Open johnwlambert opened 3 years ago

johnwlambert commented 3 years ago

Suppose 4 images are captured by a camera rig at 4 separate poses, wTi0, wTi1, wTi2, wTi3.

Suppose relative rotations are estimated between poses (1,2), (2,3), (1,3), but pose 0 is orphaned.
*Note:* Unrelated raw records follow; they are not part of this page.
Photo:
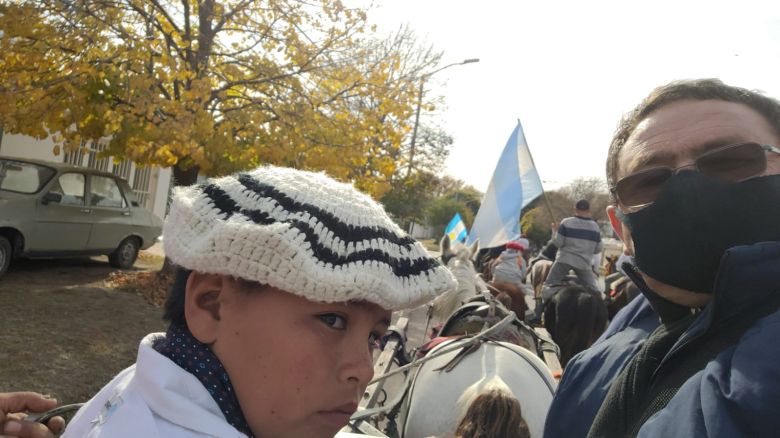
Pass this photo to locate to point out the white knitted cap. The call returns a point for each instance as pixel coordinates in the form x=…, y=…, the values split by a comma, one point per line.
x=304, y=233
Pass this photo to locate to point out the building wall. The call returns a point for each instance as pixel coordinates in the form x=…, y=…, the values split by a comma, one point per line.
x=151, y=185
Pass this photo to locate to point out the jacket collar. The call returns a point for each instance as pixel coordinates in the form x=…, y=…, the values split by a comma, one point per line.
x=176, y=395
x=748, y=276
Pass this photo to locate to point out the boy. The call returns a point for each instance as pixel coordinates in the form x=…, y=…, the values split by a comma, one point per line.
x=286, y=279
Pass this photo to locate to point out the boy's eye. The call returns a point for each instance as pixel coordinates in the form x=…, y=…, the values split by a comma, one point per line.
x=337, y=322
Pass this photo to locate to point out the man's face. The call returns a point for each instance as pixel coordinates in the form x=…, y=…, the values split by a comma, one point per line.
x=298, y=367
x=675, y=135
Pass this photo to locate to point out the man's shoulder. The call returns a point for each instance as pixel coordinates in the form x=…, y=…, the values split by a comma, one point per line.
x=739, y=390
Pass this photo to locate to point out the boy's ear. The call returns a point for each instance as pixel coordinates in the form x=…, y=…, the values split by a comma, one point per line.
x=201, y=305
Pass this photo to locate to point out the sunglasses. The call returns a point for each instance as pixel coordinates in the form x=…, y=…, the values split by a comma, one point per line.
x=732, y=163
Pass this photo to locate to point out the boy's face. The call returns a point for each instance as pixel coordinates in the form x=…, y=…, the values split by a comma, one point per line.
x=298, y=367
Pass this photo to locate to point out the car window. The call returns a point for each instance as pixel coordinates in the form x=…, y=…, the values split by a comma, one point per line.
x=18, y=176
x=104, y=192
x=71, y=186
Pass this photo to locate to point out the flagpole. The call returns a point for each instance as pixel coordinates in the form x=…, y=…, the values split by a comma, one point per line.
x=544, y=193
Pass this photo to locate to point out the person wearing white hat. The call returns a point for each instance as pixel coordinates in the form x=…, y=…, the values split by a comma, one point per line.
x=285, y=280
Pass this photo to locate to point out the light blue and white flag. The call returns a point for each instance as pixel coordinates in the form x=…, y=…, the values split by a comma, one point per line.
x=514, y=185
x=456, y=229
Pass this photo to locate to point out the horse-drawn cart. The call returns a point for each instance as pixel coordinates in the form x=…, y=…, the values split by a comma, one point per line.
x=481, y=347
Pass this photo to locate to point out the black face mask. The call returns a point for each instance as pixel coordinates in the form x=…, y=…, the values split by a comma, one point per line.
x=681, y=238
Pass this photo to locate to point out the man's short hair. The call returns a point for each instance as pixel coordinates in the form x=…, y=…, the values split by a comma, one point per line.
x=582, y=205
x=697, y=89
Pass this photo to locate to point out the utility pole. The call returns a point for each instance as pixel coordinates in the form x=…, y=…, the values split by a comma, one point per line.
x=420, y=93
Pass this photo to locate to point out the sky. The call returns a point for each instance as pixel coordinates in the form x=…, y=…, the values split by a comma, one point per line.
x=569, y=69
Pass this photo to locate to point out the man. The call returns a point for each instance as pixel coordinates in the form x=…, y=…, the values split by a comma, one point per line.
x=577, y=238
x=695, y=174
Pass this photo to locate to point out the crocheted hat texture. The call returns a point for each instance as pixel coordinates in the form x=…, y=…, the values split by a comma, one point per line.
x=304, y=233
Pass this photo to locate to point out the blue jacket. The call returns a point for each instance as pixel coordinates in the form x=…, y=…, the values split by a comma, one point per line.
x=589, y=374
x=737, y=394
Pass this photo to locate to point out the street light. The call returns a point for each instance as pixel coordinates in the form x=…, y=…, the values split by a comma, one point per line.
x=425, y=77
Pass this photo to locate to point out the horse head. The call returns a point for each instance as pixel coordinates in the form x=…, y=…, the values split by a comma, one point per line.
x=459, y=259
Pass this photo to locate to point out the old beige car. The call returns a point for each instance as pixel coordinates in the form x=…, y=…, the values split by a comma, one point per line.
x=57, y=210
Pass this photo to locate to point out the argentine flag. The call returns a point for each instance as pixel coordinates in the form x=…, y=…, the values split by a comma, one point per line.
x=514, y=185
x=456, y=229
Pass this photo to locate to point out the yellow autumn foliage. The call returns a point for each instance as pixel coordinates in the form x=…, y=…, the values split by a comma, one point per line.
x=221, y=85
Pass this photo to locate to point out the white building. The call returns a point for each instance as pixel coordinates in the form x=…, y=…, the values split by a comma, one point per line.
x=150, y=184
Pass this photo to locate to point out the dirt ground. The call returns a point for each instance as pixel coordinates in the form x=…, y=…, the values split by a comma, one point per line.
x=65, y=331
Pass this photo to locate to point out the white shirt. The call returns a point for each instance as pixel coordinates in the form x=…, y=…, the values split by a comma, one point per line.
x=154, y=398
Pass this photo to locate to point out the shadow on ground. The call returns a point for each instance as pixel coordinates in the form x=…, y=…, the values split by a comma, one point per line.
x=63, y=331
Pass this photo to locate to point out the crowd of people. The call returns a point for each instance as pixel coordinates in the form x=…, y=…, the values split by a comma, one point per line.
x=263, y=256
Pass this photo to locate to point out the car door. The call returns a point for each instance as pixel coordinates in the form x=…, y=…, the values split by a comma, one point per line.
x=64, y=226
x=111, y=216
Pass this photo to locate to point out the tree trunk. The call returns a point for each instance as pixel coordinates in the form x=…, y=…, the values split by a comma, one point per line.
x=181, y=177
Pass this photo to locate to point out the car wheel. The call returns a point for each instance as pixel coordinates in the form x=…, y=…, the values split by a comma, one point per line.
x=125, y=254
x=5, y=255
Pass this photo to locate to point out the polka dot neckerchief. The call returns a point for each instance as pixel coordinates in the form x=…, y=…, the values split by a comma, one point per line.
x=180, y=346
If keys are not ordered consecutively, from 0,...,N-1, then Shonan will throw the following error:

Traceback (most recent call last):
  File "shonan_bug.py", line 58, in <module>
    main()
  File "shonan_bug.py", line 51, in main
    obj = ShonanAveraging3(between_factors, shonan_params)
ValueError: As of now, ShonanAveraging expects keys numbered 0..N-1

However, I think arbitrary ordering should be allowed, in keeping with how keys can be arbitrary numbers throughout GTSAM:

Here is a minimal example to reproduce it:

import gtsam
import numpy as np
from gtsam import (
    BetweenFactorPose3,
    LevenbergMarquardtParams,
    Rot3,
    Pose3,
    ShonanAveraging3,
    ShonanAveragingParameters3,
)

def main():
    """ """
    p_min = 5
    p_max = 30

    num_images = 4

    wTi0 = Pose3(Rot3(), np.array([1,1,0]))
    wTi1 = Pose3(Rot3(), np.array([3,1,0]))
    wTi2 = Pose3(Rot3(), np.array([3,3,0]))
    wTi3 = Pose3(Rot3(), np.array([1,3,0]))
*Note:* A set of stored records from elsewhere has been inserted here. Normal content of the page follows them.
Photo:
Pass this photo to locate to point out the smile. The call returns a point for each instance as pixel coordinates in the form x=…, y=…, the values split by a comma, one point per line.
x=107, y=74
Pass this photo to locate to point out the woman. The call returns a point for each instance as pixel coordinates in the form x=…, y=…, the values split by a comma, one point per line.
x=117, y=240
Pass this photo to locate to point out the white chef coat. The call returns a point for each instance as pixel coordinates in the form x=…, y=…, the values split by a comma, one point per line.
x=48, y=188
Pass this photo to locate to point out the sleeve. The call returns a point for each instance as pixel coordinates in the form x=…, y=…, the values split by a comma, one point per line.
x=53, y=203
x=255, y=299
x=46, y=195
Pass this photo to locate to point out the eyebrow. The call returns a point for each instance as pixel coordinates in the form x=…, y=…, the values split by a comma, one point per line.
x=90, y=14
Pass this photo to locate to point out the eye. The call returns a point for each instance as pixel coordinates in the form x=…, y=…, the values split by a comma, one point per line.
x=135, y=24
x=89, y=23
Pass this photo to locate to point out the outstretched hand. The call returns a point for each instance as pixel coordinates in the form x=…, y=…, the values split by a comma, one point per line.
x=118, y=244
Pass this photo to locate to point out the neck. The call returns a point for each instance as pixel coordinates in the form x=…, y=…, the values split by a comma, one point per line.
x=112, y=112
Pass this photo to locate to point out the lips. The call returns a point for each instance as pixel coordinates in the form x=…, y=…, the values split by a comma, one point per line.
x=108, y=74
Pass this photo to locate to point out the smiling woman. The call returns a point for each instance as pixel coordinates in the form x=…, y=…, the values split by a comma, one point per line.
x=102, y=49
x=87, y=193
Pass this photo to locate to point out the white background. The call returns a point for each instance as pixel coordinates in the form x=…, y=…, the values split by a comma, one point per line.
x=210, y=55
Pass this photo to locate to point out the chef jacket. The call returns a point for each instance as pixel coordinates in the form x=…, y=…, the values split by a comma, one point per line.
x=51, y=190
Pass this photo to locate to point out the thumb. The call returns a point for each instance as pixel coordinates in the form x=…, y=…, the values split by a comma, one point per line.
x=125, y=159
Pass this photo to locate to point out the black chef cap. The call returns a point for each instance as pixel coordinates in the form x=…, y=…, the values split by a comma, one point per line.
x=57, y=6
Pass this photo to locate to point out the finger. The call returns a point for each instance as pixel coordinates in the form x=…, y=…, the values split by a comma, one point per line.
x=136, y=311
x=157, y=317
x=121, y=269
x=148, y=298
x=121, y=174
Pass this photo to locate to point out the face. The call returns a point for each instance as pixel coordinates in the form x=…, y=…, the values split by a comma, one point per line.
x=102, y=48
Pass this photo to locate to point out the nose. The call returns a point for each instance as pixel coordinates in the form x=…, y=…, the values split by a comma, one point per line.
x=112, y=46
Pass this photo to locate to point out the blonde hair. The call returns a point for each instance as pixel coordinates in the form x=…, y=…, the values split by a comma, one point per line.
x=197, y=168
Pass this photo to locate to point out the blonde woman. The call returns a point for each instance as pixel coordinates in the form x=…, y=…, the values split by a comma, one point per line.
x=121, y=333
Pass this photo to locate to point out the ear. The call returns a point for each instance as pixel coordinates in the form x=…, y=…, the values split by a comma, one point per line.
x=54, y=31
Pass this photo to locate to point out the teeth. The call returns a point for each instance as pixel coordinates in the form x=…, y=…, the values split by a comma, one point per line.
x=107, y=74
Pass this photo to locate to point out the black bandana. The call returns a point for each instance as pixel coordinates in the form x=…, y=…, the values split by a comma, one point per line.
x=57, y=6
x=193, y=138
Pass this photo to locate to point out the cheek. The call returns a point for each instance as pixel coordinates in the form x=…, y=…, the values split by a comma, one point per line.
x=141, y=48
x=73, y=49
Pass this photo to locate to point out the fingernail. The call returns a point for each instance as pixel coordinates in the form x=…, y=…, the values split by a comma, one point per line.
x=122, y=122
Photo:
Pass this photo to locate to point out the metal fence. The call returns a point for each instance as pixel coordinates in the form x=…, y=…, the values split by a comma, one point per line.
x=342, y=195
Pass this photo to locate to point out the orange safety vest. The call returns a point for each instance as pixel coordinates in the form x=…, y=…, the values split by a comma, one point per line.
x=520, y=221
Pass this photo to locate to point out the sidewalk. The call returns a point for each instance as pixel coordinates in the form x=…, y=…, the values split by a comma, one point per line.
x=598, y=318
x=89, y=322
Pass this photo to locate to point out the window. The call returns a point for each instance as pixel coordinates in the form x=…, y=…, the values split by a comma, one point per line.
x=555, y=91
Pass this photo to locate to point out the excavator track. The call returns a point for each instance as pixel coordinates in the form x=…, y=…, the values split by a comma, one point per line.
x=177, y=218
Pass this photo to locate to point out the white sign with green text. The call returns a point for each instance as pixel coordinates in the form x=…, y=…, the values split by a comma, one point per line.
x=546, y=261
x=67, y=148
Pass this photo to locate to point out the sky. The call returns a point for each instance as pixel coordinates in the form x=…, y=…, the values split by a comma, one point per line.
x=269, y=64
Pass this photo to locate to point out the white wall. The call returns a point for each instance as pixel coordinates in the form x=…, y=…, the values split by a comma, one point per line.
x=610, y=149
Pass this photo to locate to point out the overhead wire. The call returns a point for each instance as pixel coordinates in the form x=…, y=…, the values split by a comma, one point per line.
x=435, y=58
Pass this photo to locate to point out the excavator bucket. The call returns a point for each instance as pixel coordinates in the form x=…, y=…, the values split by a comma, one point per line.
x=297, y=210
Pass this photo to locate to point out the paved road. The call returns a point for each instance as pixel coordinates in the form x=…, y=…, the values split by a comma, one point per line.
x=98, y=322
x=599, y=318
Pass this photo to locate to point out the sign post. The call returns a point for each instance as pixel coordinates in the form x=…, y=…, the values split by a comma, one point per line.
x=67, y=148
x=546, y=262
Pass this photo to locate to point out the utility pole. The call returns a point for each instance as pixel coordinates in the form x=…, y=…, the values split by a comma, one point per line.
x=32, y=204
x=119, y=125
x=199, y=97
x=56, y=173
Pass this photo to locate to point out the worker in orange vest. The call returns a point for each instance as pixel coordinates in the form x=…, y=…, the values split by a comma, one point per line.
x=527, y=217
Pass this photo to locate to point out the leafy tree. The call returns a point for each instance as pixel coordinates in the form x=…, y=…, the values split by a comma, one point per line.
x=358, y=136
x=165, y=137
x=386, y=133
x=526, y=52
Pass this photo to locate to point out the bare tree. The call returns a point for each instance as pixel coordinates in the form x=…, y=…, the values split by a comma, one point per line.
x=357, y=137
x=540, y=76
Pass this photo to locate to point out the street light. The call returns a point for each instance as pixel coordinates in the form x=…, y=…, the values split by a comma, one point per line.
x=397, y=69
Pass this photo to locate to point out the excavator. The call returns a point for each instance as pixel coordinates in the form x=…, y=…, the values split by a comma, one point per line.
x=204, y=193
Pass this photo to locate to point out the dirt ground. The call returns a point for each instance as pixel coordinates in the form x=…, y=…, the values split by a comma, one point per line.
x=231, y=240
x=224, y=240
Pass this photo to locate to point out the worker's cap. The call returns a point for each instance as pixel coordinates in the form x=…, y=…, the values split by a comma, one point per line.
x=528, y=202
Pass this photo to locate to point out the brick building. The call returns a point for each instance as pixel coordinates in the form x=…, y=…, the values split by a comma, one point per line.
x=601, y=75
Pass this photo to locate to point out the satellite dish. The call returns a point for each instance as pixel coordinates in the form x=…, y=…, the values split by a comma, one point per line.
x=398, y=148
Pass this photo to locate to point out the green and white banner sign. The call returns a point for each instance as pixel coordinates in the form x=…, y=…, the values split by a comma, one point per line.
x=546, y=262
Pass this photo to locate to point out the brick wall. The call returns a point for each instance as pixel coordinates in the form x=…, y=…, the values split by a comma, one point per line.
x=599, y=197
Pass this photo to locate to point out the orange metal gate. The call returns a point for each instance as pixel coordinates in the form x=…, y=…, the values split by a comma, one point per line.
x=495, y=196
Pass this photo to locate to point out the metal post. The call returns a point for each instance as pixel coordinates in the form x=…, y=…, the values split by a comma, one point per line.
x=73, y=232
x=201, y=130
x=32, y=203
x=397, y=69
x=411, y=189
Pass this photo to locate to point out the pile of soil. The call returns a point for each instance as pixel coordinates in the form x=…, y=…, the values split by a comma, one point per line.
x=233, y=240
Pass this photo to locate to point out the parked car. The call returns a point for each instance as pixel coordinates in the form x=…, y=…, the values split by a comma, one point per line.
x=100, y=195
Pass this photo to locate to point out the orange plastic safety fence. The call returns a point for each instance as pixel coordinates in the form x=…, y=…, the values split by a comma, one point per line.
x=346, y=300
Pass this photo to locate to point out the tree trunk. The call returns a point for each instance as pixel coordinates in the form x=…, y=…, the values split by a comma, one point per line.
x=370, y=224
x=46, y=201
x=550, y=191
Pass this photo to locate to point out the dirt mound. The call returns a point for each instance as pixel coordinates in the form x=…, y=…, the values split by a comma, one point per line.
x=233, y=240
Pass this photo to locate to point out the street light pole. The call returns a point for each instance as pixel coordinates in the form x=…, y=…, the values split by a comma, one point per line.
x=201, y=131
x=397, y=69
    # assume pose 0 is orphaned in the visibility graph

    # generate i2Ri1 rotations
    # (i1,i2) -> i2Ri1
    i2Ri1_dict = {
        (1,2): wTi2.between(wTi1).rotation(),
        (2,3): wTi3.between(wTi2).rotation(),
        (1,3): wTi3.between(wTi1).rotation()
    }

    lm_params = LevenbergMarquardtParams.CeresDefaults()
    shonan_params = ShonanAveragingParameters3(lm_params)
    shonan_params.setUseHuber(False)
    shonan_params.setCertifyOptimality(True)

    noise_model = gtsam.noiseModel.Unit.Create(6)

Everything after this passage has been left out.